Intel Xeon Phi vs. NVIDIA Tesla GPU: Just the Facts

This version of the page http://www.nvidia.com/object/justthefacts.html (0.0.0.0) stored by archive.org.ua. It represents a snapshot of the page as of 2014-09-02. The original page over time could change.

Intel Xeon Phi vs. NVIDIA Tesla GPU: Just the Facts | NVIDIA

JUST THE FACTS

Just the Facts

Accelerated computing is revolutionizing high performance computing (HPC). It is now widely accepted that systems with accelerators deliver the highest performance and most energy efficient computing for HPC today. Accelerated systems are the new norm in large scale HPC and leadership supercomputing.

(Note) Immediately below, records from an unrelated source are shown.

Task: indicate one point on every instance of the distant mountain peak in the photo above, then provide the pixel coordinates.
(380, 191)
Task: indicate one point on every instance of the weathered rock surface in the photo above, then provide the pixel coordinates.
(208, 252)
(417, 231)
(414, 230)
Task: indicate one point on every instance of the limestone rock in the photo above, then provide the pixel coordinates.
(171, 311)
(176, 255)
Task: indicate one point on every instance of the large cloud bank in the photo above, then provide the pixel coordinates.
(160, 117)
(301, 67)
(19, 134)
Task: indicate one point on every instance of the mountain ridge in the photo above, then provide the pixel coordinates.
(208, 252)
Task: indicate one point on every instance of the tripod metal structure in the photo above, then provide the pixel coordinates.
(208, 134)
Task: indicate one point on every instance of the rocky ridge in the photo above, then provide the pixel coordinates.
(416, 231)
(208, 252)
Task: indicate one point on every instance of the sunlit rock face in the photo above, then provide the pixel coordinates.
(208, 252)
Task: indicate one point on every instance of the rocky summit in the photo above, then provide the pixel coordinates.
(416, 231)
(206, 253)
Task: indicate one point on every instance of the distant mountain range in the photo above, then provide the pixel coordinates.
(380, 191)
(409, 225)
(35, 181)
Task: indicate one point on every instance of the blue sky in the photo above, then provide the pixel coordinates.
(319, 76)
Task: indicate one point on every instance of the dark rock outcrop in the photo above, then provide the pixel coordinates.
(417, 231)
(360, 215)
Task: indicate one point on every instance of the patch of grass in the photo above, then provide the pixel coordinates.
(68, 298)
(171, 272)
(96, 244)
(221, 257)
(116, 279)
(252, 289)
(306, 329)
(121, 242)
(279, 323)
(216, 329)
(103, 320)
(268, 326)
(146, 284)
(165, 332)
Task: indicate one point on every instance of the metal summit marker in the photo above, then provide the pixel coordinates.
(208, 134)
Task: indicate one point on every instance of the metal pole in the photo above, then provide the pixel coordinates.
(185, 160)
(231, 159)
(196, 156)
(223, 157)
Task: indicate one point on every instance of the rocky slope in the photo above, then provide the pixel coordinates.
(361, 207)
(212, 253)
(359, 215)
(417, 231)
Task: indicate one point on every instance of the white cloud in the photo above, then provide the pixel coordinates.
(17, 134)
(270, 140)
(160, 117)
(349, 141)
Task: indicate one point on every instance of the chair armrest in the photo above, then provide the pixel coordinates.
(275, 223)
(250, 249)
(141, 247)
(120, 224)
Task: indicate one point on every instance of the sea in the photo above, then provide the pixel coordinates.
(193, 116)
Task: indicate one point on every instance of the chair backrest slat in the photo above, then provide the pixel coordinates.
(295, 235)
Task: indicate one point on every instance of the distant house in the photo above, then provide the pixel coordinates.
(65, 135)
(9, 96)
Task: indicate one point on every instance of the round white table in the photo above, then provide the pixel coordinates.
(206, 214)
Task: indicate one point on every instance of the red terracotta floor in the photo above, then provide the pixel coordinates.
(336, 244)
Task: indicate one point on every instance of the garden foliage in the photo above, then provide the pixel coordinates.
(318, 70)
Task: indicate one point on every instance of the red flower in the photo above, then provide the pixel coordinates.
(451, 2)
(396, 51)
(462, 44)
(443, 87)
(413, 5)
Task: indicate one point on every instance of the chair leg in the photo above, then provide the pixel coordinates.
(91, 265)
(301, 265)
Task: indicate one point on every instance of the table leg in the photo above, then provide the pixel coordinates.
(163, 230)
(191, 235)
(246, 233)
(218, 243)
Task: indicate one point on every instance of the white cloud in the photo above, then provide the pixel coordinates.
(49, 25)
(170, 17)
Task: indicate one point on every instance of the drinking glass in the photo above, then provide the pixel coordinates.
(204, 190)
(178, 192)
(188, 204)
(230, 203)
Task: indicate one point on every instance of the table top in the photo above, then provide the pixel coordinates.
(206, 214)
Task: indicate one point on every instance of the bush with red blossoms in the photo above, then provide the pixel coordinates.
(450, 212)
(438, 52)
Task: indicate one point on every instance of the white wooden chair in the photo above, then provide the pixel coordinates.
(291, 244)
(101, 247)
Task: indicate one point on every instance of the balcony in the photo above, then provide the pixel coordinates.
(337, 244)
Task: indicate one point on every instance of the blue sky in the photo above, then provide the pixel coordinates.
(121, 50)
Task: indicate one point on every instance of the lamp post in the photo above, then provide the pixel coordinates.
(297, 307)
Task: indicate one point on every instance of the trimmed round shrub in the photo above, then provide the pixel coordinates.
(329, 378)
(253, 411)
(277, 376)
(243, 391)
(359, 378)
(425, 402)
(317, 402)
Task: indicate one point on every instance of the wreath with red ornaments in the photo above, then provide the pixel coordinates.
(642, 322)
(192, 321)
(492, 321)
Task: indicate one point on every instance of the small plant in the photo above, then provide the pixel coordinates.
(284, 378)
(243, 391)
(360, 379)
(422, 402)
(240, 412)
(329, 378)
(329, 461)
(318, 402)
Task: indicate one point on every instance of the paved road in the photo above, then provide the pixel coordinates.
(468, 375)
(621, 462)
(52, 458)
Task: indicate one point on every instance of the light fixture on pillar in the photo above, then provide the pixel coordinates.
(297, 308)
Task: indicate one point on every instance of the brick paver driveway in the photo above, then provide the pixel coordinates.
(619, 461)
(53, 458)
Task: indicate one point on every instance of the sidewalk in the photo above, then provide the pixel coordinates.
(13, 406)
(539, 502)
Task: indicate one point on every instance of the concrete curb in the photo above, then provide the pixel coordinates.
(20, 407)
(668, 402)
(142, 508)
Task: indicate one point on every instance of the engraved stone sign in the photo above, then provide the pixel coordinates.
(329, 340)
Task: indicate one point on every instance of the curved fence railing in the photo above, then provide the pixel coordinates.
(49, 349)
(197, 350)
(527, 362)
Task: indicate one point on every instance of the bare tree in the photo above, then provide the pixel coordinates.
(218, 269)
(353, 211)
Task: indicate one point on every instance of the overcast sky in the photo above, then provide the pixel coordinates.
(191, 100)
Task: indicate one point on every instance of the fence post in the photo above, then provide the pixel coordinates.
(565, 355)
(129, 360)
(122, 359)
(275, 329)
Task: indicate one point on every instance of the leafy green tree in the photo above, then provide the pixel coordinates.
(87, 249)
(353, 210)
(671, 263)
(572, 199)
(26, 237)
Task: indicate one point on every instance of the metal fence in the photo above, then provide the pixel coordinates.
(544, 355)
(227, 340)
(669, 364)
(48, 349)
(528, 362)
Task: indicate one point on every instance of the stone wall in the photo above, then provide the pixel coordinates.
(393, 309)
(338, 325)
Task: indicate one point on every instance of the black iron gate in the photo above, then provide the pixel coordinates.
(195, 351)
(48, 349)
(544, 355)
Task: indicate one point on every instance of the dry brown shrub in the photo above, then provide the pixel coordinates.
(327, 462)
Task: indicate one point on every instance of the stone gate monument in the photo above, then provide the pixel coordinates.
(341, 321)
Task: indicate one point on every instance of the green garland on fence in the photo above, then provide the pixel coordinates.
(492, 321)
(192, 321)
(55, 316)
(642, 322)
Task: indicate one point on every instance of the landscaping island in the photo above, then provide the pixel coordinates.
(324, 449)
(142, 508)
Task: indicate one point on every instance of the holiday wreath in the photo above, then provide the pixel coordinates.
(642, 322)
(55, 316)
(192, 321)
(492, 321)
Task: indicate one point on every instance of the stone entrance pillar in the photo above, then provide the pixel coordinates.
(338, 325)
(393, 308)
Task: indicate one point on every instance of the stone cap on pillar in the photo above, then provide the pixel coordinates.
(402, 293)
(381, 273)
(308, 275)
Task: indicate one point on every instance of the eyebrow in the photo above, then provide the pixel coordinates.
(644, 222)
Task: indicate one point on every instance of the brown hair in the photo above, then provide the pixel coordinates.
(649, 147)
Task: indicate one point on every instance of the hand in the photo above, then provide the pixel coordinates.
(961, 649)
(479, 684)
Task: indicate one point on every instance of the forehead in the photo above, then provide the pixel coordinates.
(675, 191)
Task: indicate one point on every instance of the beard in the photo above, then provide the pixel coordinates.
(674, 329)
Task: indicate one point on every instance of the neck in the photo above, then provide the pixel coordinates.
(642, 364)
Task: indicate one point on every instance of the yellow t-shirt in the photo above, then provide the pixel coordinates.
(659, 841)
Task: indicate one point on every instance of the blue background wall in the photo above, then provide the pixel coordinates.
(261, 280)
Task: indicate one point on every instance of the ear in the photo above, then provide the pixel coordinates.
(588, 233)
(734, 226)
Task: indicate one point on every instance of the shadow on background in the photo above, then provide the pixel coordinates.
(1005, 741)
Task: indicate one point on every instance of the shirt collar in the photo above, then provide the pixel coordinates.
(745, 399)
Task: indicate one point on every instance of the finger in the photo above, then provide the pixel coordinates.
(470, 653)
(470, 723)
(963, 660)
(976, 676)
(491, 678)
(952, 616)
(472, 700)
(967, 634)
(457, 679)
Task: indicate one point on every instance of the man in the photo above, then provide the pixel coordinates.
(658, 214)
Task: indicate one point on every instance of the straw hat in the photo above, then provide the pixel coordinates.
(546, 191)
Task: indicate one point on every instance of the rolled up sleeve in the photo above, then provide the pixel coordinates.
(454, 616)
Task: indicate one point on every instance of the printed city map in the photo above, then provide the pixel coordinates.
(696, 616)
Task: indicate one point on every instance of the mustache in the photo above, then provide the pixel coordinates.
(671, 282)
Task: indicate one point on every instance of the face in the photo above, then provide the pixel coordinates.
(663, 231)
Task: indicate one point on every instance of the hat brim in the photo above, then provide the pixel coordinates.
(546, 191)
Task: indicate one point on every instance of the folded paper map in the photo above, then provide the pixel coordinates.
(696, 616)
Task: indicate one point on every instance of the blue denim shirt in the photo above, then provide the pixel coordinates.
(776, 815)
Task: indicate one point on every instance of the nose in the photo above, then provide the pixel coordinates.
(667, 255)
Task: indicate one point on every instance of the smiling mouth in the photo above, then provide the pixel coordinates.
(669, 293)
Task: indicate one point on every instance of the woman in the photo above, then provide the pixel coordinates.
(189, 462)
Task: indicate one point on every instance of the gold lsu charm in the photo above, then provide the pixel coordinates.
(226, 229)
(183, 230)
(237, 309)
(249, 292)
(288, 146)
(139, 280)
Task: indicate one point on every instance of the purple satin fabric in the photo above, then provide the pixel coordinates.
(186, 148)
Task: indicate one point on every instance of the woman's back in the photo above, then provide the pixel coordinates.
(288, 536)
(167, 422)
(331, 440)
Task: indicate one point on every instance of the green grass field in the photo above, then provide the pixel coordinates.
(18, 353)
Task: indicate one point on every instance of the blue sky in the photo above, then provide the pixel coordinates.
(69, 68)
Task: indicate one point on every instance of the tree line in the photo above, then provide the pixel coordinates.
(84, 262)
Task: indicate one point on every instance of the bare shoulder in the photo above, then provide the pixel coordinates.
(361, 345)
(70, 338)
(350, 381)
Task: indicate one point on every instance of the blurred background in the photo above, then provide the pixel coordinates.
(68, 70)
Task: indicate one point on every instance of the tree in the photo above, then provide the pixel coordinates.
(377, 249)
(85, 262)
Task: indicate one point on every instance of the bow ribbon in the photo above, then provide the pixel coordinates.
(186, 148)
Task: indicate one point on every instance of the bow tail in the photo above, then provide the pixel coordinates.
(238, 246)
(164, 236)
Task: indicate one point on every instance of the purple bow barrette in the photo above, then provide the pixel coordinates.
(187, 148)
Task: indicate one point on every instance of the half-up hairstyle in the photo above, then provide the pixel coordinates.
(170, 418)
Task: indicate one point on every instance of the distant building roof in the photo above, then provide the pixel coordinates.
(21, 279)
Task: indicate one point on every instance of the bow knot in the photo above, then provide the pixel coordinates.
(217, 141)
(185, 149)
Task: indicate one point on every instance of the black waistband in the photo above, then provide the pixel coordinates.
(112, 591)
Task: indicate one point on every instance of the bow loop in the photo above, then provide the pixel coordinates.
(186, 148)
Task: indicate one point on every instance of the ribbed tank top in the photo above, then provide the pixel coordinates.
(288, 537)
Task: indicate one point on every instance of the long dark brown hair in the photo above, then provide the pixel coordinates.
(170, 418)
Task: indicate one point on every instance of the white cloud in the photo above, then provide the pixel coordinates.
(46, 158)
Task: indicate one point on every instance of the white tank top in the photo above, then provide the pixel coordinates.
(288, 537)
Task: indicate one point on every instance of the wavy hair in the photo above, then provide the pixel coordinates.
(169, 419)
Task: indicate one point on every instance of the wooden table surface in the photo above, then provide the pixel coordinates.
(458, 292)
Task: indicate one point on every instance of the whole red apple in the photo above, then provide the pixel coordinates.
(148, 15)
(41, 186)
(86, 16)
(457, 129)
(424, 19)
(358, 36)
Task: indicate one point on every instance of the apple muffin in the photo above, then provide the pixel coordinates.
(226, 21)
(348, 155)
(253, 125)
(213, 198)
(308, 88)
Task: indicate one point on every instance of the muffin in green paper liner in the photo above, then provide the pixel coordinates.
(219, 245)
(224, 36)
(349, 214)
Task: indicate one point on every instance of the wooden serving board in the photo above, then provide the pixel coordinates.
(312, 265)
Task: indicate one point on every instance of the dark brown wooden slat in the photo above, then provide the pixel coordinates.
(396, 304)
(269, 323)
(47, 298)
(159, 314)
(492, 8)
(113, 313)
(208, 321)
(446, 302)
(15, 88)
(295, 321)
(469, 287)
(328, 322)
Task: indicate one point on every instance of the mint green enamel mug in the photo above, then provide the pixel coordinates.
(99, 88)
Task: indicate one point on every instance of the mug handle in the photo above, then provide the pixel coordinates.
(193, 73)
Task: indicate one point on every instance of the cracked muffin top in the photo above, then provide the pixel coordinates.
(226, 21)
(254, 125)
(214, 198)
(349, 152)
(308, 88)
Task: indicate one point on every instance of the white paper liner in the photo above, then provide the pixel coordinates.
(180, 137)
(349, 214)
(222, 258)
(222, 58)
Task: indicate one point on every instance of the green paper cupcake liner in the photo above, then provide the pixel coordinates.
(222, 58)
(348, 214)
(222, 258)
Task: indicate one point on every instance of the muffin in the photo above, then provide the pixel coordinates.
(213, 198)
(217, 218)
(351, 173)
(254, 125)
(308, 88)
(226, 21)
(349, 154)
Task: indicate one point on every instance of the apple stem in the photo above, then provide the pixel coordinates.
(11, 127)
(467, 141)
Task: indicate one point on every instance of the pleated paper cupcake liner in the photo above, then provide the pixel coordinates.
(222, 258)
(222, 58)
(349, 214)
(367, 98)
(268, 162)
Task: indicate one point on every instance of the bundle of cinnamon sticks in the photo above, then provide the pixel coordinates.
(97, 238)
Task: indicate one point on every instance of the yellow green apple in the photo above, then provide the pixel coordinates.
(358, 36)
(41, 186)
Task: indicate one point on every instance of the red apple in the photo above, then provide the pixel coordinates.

It's not a question of "if" but "when and how?"

We'd like to share some facts about accelerated computing by removing the promises and hype. Specifically, notions that Intel's Xeon Phi accelerator can deliver acceptable application performance compared to a GPU by simply recompiling and running code natively on Xeon Phi, or that performance optimization is easier on a Xeon Phi than a GPU, are simply not based on fact.

FACT: A GPU is significantly faster than Intel's Xeon Phi on real HPC applications.

Speeding time to result for key science applications by 2x over Xeon Phi.

Although Xeon Phi can be optimized to outperform a CPU, GPU consistently outperforms Xeon Phi on a wide range of supercomputing applications. System and configuration details¹ (Data from August 2013)

The Department of Energy uses a collection of 'mini-applications' (Miniapps) to assess the performance of computing architectures on highly representative HPC workloads. Running the mini-applications shown in the above chart, GPUs deliver a speedup from approximately 2.5x-5x over CPUs. Although Intel's Xeon Phi can be optimized to outperform a CPU, GPU performance remains on average more than 2x faster than Xeon Phi.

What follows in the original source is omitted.